Depressing read on a Friday night about those on the fringes of medical care.

 

The Affordable Care Act, better known as Obamacare, could have been a huge relief. However, Gov. Rick Perry rejected billions of dollars in federal funding to expand Medicaid, funding that should have brought access to more than a million Texans, including many St. Vincent’s patients.

 

Perry’s refusal is catastrophic health policy. For patients, it means that seeking medical care will still require risking bankruptcy, and may lead nowhere.

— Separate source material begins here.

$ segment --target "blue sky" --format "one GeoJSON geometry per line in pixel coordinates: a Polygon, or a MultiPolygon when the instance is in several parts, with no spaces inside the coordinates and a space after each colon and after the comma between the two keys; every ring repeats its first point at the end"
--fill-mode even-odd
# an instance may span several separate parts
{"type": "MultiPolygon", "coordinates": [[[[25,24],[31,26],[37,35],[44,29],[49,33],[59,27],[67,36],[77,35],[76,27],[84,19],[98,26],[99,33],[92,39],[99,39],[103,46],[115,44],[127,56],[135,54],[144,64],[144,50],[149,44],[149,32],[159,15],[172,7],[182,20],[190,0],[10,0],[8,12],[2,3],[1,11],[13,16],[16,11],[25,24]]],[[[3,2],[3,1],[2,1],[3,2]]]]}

For doctors, the message was not only that our patients’ lives don’t matter, but also that medicine—our old profession, so full of people who genuinely want to help others—will continue to be part of the economic machine that entrenches poverty. When the poor seek our help, they often wind up with crippling debt.

....

 

Among those consequences are the deaths of the poor. As Howard Brody, director of the Institute for the Medical Humanities, has shown, 9,000 Texans per year will die needlessly as a result of our failure to expand Medicaid. However, because dying patients are often too sick, exhausted and wracked with pain to protest, UTMB and states like Texas aren’t forced to reckon with the consequences of their policy decisions.

....

 

 

Vanessa’s request for UTMB funding wasn’t approved. She has received a $17,000 bill from UTMB for the visit when Jimmy went through the ER, and a $327,000 preliminary bill from the Houston hospital.

If the Affordable Care Act had been in effect last year, they would have been able to afford insurance, get treatment early and avoid bankruptcy. I use stories like theirs—cancer stories—when I am encouraging my patients to check out the insurance exchanges.

....

 

When one of our St. Vincent’s patients gets a bad diagnosis, we start sending faxes: to UTMB, to MD Anderson, to anywhere that might have funds to help them. Sometimes it works out, but often it doesn’t. Sometimes I think of it as “sending faxes into the abyss.” And sometimes I think of it as the slow, diligent, technical way that I have of insisting that these lives matter.